In a conventional power grid, energy theft is difficult to detect due to limited communication and data transition. The smart meter along with big data mining technology leads to significant technological innovation in the field of energy theft detection (ETD). This article proposes a convolutional long short-term memory (ConvLSTM)-based ETD model to identify electricity theft users. In this work, electricity consumption data are reshaped quarterly into a 2-D matrix and used as the sequential input to the ConvLSTM. The convolutional neural network (CNN) embedded into the long short-term memory (LSTM) can better learn the features of the data on different quarters, months, weeks, and days.
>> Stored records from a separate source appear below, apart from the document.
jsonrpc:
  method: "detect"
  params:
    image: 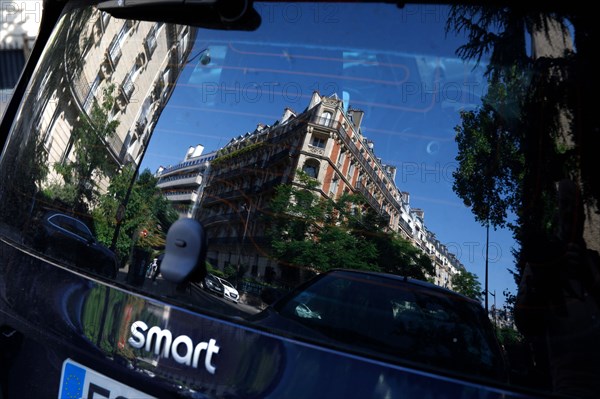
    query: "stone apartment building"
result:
[198,92,460,287]
[155,145,216,218]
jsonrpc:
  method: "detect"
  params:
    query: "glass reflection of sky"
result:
[142,3,514,303]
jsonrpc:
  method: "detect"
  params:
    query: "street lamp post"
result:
[236,204,252,288]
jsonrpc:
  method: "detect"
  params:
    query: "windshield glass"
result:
[0,2,598,396]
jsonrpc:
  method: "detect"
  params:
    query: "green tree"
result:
[345,208,435,280]
[48,86,119,213]
[451,268,483,302]
[268,171,379,284]
[93,166,179,261]
[268,172,435,283]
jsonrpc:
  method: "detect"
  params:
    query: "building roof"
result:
[0,49,25,89]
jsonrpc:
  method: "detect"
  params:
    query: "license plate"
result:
[58,359,153,399]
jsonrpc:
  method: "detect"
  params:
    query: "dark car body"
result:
[253,270,508,381]
[29,211,118,278]
[0,0,600,399]
[203,273,225,297]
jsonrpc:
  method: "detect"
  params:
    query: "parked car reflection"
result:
[215,276,240,303]
[200,273,225,297]
[251,270,507,381]
[26,210,118,278]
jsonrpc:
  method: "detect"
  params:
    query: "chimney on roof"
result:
[412,208,425,221]
[348,108,365,129]
[402,191,410,205]
[308,90,321,109]
[280,107,296,123]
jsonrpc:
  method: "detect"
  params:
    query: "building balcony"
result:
[164,190,198,202]
[157,174,202,189]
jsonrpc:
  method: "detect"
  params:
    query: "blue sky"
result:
[142,3,514,306]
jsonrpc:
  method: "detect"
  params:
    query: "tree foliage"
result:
[267,171,435,282]
[47,86,119,212]
[93,166,179,261]
[451,268,483,302]
[452,70,525,231]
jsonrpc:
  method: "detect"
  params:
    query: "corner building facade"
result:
[199,92,459,287]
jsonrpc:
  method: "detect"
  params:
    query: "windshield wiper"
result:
[98,0,261,30]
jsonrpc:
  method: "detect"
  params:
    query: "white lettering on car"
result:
[127,320,220,374]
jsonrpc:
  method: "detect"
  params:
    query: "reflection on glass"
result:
[0,4,595,394]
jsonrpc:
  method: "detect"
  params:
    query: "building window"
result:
[310,137,327,148]
[348,162,355,179]
[302,159,319,179]
[83,75,100,111]
[329,177,340,196]
[321,111,333,126]
[337,151,346,169]
[108,21,133,65]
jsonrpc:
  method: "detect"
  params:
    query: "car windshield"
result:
[219,279,233,288]
[275,272,505,378]
[0,1,600,392]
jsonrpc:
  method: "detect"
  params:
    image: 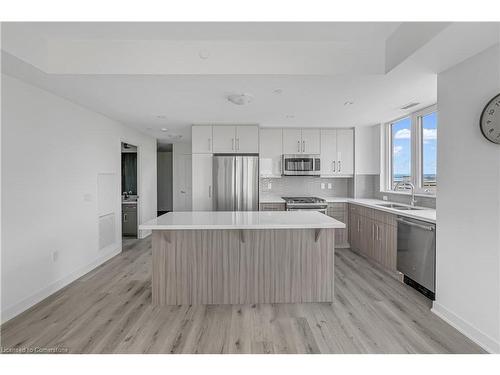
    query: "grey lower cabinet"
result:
[326,203,349,248]
[260,203,285,211]
[122,204,137,237]
[349,203,397,271]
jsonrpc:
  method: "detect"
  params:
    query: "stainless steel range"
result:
[281,197,328,214]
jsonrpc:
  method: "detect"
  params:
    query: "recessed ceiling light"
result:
[401,102,420,110]
[168,134,182,141]
[227,94,253,105]
[198,49,210,60]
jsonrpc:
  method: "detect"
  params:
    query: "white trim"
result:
[431,301,500,354]
[118,140,143,242]
[1,245,122,324]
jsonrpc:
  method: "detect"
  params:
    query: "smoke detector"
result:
[227,94,253,105]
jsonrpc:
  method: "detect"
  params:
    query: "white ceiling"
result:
[2,23,496,142]
[4,22,401,41]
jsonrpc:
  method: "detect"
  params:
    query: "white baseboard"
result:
[431,301,500,354]
[138,229,153,240]
[1,246,122,324]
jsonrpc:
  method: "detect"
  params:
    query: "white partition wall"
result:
[1,75,156,321]
[433,45,500,353]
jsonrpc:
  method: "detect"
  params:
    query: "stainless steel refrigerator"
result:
[212,154,259,211]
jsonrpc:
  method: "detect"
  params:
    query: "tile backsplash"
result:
[259,176,352,197]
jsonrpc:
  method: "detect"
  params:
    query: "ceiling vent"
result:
[401,102,420,110]
[227,94,253,105]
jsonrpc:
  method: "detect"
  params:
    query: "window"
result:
[391,117,411,190]
[382,106,437,195]
[420,112,437,191]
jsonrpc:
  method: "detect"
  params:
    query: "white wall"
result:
[157,152,172,211]
[354,125,380,174]
[1,75,156,321]
[433,45,500,353]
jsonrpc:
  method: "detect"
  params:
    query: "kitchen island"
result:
[139,211,345,305]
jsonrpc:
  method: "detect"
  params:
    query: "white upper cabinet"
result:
[302,129,320,154]
[321,129,354,177]
[337,129,354,176]
[283,129,320,154]
[283,129,302,154]
[212,125,259,154]
[259,129,283,177]
[192,154,213,211]
[191,125,212,154]
[235,125,259,154]
[212,125,236,153]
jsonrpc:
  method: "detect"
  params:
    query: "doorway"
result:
[121,142,138,238]
[156,141,173,216]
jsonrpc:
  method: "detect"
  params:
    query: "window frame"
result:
[380,104,439,197]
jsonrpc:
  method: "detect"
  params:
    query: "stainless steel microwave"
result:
[281,154,321,176]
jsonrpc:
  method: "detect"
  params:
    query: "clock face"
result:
[479,94,500,144]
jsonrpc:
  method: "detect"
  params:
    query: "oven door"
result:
[282,155,321,176]
[286,207,326,215]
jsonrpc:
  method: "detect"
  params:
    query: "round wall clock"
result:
[479,94,500,144]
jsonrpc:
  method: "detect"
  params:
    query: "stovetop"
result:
[281,197,326,203]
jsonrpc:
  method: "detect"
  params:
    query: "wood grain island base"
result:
[152,229,335,305]
[139,212,345,305]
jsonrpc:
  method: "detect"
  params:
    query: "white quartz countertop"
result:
[349,199,436,224]
[259,193,285,203]
[259,193,436,224]
[139,211,345,230]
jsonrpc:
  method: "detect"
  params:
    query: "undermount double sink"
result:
[377,203,422,211]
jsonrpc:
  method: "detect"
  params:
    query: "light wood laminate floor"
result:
[1,239,482,353]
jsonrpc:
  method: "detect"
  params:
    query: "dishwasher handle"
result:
[396,217,435,232]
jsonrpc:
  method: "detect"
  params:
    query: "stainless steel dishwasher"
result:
[397,216,436,300]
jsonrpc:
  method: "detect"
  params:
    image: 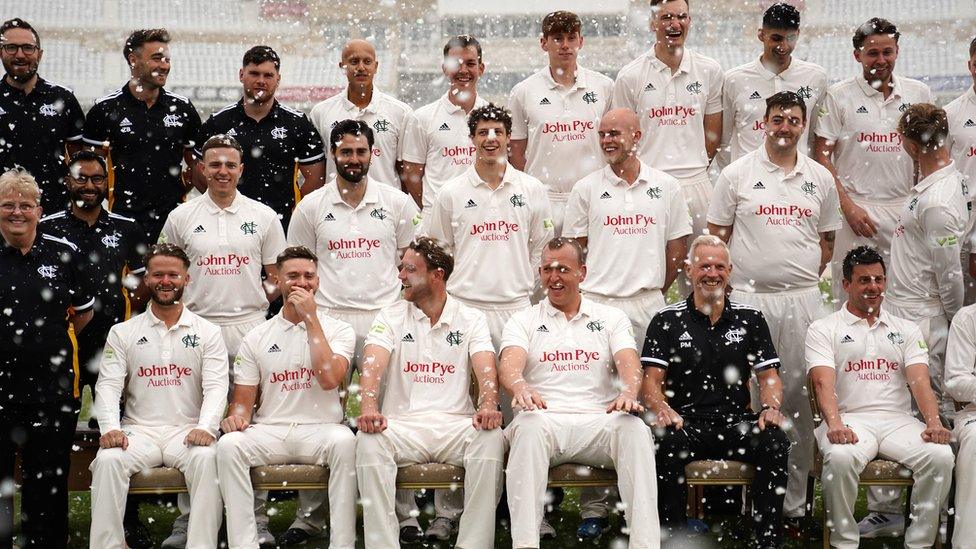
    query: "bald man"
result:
[563,109,691,537]
[309,40,411,189]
Besides, the proposed model incorporates batch normalization. This technique allows the proposed ETD model to support raw format electricity consumption data input, reducing training time and increasing the efficiency of model deployment. The result of the case study shows that the proposed ConvLSTM model exhibits good robustness. It outperforms the multilayer perceptron (MLP) and CNN-LSTM in terms of performance metrics and model generalization capability. Moreover, the result also demonstrates that K -fold cross validation can improve the ETD prediction accuracy.